Music writers often referred to Piamenta as “The Hasidic Hendrix” or “The Sephardic Santana,” but to me, those titles always rang false. Although Piamenta’s guitar tone was rooted in psychedelic rock, his sound and approach were individual, blending rock timbres with Arabic modes in a very personal style. A pioneer of the electric guitar in Jewish music, Piamenta influenced many Jewish musicians, including virtually every religious guitar player active on the New York bar mitzvah and wedding circuit.

Many highlight his collaboration with Stan Getz as “proof” of how good he was. But this misses the point of what he was about. Piamenta wasn’t good because one jazz legend heard something in his playing. He was good because he had soul and serious chops, passion, creativity, and energy, and he always played his heart out. In an era of cookie-cutter performers he broke the mold, producing compelling Jewish music that was both fresh and traditional in the deepest sense.

Piamenta took his musical vocabulary and applied it to a variety of Jewish music styles: old nigunim, Sephardic pizmonim, Arabic songs, and Hasidic pop. No matter the genre, his sound and approach was always immediately identifiable. I am hard pressed to pick another Orthodox instrumentalist who can be identified with only a few notes.

The first time I heard Piamenta play live was when a high school friend decided to pick up the electric guitar, learning Piamenta’s riffs and solos off of recordings by ear. Shortly afterwards, his father hired Piamenta to perform at a private birthday party for him. There were about a dozen of us in attendance in a synagogue basement in Kensington for that show. Piamenta and his brother Avi, together with a bassist and one of our friends on drums, proceeded to perform with the same energy and enthusiasm they’d have given at a large concert. It was incredible to see and hear the sounds that I knew from the recordings come alive in front of me.

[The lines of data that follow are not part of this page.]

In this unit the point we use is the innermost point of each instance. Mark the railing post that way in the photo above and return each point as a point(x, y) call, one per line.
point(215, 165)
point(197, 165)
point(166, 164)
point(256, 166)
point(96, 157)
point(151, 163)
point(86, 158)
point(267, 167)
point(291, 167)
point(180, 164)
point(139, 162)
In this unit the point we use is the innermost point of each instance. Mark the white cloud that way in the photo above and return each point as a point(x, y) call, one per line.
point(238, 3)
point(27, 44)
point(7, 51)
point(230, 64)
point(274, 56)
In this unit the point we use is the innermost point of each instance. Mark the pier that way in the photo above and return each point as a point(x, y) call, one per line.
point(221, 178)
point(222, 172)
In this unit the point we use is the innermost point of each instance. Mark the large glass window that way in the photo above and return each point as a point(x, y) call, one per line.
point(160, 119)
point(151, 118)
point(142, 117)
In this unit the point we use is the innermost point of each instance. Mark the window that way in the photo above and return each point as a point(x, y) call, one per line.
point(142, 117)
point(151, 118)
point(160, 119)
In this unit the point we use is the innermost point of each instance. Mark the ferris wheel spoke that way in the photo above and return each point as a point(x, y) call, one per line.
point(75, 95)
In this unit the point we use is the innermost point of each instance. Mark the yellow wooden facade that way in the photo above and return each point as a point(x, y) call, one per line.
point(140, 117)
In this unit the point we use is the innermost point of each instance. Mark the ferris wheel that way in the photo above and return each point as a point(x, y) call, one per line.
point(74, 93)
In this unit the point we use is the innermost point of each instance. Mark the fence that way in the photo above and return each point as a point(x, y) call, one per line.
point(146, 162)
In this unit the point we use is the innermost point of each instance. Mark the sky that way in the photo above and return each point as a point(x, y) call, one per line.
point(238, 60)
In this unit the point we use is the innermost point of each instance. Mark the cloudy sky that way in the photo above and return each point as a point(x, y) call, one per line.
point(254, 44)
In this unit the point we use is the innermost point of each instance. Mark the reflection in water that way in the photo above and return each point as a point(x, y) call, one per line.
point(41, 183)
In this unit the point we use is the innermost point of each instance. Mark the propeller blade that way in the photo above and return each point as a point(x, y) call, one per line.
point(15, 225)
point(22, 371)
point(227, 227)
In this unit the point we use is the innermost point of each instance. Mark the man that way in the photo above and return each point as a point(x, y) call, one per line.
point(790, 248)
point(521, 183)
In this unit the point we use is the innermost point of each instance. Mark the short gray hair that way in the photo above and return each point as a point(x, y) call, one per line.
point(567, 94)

In yeshiva afterwards, we spent months playing Piamenta’s arrangements of Israeli tunes like “Vayiven Uziyahu,” “Eretz Zavat Chalav U’Dvash,” and Sephardic pizmonim like “Ozreini Keil Chai.”

I also saw Piamenta perform with his band at Wetlands in New York City numerous times, playing burning modal guitar solos over Middle Eastern tunes, a cigarette clutched in his picking hand or stuck into the strings at the top of the guitar neck, while the entire room grooved along to his music on the dance floor. A flashy performer, Piamenta would sometimes play solos with the guitar held upside down behind his neck.

Over the years, the Piamenta brothers had a few dance hits, mainly using borrowed pop songs like Men at Work’s “Land Down Under,” which they released as “Asher Bara,” and Tarkan’s “Turkish Kiss,” which they released as “Kol Hamesameach.” They also had a dance hit with a samba-esque setting of “Siman Tov.” All three of these tunes are still played at weddings today. In fact, the wedding band I played with on the afternoon of Piamenta’s passing threw “Siman Tov” into their second dance set, before they heard news of his death.

Piamenta leaves behind a rich musical legacy including recordings, an influence on many musicians, and an enhanced repertoire of Arabic and Middle Eastern tunes that are, thanks to him, now familiar to the Ashkenazi community as well.